Order reversed, insofar as appealed from, as a matter of discretion, without costs or disbursements, and, upon renewal, order dated June 24, 1983 vacated, plaintiffs' motion for leave to enter a default judgment denied, and that branch of appellants' motion which sought vacatur of their default granted, on condition that each appellant pays plaintiffs $2,000 within 30 days after service upon him of a copy of the order to be made hereon, with notice of entry. In the event either appellant fails to comply with this condition, then order affirmed as to that appellant, with costs.
Despite its ostensible denial of appellants' motion to "renew and/or reargue", the subsequent language of its order indicates that Special Term did in fact consider appellants' and their counsel's newly submitted affidavits dated July 26, 1983. Thus, Special Term must be deemed to have exercised its discretion to grant renewal ( Esa v. New York Prop. Ins. Underwriting Assn., 89 A.D.2d 865).

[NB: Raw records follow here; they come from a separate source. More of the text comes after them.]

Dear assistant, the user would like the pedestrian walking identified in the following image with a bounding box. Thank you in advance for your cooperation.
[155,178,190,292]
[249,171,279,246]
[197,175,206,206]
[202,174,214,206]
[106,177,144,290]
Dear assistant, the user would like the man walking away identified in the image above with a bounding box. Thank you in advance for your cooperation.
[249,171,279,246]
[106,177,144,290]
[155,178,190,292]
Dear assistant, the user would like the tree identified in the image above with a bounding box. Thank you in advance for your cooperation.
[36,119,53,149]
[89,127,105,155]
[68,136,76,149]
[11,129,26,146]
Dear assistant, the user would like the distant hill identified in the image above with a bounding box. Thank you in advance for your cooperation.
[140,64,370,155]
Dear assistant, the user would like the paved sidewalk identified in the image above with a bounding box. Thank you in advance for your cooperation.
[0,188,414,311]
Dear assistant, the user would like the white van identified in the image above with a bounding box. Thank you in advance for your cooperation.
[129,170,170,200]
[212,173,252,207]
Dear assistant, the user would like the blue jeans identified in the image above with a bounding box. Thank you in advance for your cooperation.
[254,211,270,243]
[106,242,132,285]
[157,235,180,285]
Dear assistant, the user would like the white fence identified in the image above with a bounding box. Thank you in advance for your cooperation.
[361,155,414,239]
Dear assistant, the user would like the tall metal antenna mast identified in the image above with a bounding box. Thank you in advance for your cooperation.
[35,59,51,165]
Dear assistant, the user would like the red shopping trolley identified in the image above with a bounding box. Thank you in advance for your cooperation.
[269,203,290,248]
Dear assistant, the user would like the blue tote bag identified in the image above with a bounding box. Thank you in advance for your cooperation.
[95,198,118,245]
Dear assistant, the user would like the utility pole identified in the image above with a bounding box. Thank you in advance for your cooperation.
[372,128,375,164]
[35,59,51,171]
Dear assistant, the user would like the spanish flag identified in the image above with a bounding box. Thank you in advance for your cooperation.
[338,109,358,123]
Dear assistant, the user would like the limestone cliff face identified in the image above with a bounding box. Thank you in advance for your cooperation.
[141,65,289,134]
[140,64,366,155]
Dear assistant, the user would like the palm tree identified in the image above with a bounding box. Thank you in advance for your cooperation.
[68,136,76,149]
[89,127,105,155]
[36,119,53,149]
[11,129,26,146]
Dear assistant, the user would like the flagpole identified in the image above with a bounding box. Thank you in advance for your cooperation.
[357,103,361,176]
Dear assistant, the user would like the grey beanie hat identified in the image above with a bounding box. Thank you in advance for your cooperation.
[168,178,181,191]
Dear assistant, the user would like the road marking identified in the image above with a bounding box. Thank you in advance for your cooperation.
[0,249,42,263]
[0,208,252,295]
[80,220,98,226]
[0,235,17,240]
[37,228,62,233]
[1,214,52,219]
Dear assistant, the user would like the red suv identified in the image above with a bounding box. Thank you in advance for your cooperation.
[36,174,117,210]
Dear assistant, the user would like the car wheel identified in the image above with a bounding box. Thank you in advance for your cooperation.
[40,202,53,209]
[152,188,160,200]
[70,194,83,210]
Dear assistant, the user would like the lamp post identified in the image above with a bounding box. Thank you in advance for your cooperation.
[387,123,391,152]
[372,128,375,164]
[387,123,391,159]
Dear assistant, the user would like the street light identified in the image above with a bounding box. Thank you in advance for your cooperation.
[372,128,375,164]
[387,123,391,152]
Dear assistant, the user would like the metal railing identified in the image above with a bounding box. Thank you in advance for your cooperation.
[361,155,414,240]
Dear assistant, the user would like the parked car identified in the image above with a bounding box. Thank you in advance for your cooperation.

Upon renewal, Special Term adhered to its original determination refusing to vacate the default judgment. Under the totality of the circumstances here presented, the interest of justice is better served by vacating this inadvertent default and allowing appellants their day in court. The condition imposed should redress plaintiffs for any inconvenience suffered. Mollen, P.J., Titone, Lazer and Thompson, JJ., concur.